While you are watching the video, I would like you to consider the following questions. You do not have to submit answers to these questions to me, but they will help you be prepared for what we are going to discuss in class.

  1. In what forms has forced labor been practiced in the past?
  2. How is the forced labor that was practiced in the American South after the Civil War connected to broader American history?
  3. What impacts did the use of forced labor have in the American South? Do these impacts continue to affect us today?

Before-Class Writing Assignment

To prepare for class, you need to submit a 250-word response to the Canvas classroom. You can find the submission link on the Week 2 Assignments page. You can either enter the response in the text box or upload a response in one of the following formats: .txt, .rtf, .doc, or .docx.

Access the following short videos to guide you in writing your submission:

  • Reflections on Peonage – This video is from a StoryCorps oral history that features Kate Willis and her cousin Susan Burnore, descendants of John Williams, a plantation owner who practiced peonage. In this clip Willis, who wrote a high school paper about peonage and her family’s connection to it, defines the practice as well as discusses how it operated and how it differs from slavery.  The clip is about a minute and a half long.
  • Reflections on Robert Franklin – This video is from a StoryCorps oral history that features Robert Corley, a descendant of Robert N. Franklin, a white shop owner who benefited from forced labor. Here, Corley, an historian, talks about how he felt to find out about his great-grandfather’s role in the illegal practice. Corley discusses John Davis, a 23-year-old black sharecropper who after encountering Franklin, was fraudulently charged, imprisoned, and subsequently forced into labor while traveling in Alabama.
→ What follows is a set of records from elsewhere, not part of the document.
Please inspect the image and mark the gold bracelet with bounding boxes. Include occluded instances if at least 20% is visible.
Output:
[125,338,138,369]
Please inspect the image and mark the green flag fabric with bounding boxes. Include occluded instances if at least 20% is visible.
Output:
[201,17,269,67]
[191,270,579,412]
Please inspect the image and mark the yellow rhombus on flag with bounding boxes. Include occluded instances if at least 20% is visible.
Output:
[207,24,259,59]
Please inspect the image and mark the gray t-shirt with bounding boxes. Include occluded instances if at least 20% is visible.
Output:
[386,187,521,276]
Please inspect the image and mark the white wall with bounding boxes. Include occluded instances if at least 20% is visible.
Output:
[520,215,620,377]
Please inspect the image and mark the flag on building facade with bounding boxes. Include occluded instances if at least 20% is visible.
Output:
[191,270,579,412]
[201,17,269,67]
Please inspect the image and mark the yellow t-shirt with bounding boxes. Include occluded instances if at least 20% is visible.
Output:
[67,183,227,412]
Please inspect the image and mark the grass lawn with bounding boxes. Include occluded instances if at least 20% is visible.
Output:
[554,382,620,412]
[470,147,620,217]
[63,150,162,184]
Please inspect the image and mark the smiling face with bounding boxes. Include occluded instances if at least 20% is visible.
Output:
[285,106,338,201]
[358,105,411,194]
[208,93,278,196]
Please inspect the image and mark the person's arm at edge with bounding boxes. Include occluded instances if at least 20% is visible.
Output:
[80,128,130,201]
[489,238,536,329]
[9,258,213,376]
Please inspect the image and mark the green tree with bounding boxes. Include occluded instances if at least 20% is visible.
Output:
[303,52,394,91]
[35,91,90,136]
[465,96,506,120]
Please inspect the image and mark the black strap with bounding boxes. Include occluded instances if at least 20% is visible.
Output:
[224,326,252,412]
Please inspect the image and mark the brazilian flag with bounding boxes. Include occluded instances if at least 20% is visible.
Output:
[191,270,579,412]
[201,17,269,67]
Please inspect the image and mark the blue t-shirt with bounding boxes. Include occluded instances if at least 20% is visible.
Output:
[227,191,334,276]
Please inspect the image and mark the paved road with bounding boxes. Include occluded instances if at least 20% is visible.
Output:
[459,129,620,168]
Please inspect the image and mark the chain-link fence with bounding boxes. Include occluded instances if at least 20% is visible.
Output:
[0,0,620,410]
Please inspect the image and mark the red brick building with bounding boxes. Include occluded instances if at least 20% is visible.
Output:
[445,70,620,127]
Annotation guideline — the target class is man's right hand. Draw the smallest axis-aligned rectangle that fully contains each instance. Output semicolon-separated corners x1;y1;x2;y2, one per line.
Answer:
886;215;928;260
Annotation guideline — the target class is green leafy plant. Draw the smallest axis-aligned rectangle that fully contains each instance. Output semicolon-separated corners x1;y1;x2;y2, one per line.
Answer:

As an historian, Corley also provides context regarding forced labor and racial attitudes of the time.  The clip is about five minutes long.
  • The System at Work – In this book excerpt from the book Slavery by Another Name, author Douglas A. Blackmon writes about how an intricate system of forced labor, supported by local criminal justice systems, operated in the American South, by examining the inner workings of the farm of John Pace, who used forced labor. The audio excerpt is about two and a half minutes long.

Using the materials presented here, your response for this week is on the following topic:  I am fairly certain that you have never heard of any of this before, as it is not a topic generally covered at all (outside of sharecropping).  What is your initial reaction to it?  Why do you think it is something that is generally not discussed or remembered?  How has it affected racial relations in the American South through today?  Please use specific examples from the background information, documentary, and/or supplementary videos to illustrate your thoughts.

In-Class Discussion

We will discuss the following:

  • What was the system of peonage and contract labor like?
  • What conditions in the South led to the development of the system?
  • What have the consequences been for the US through the period of time we will be studying and through today?
  • What does this change about the way we think about the US and the American South?
  • How does it help us understand racial issues that still face the US today?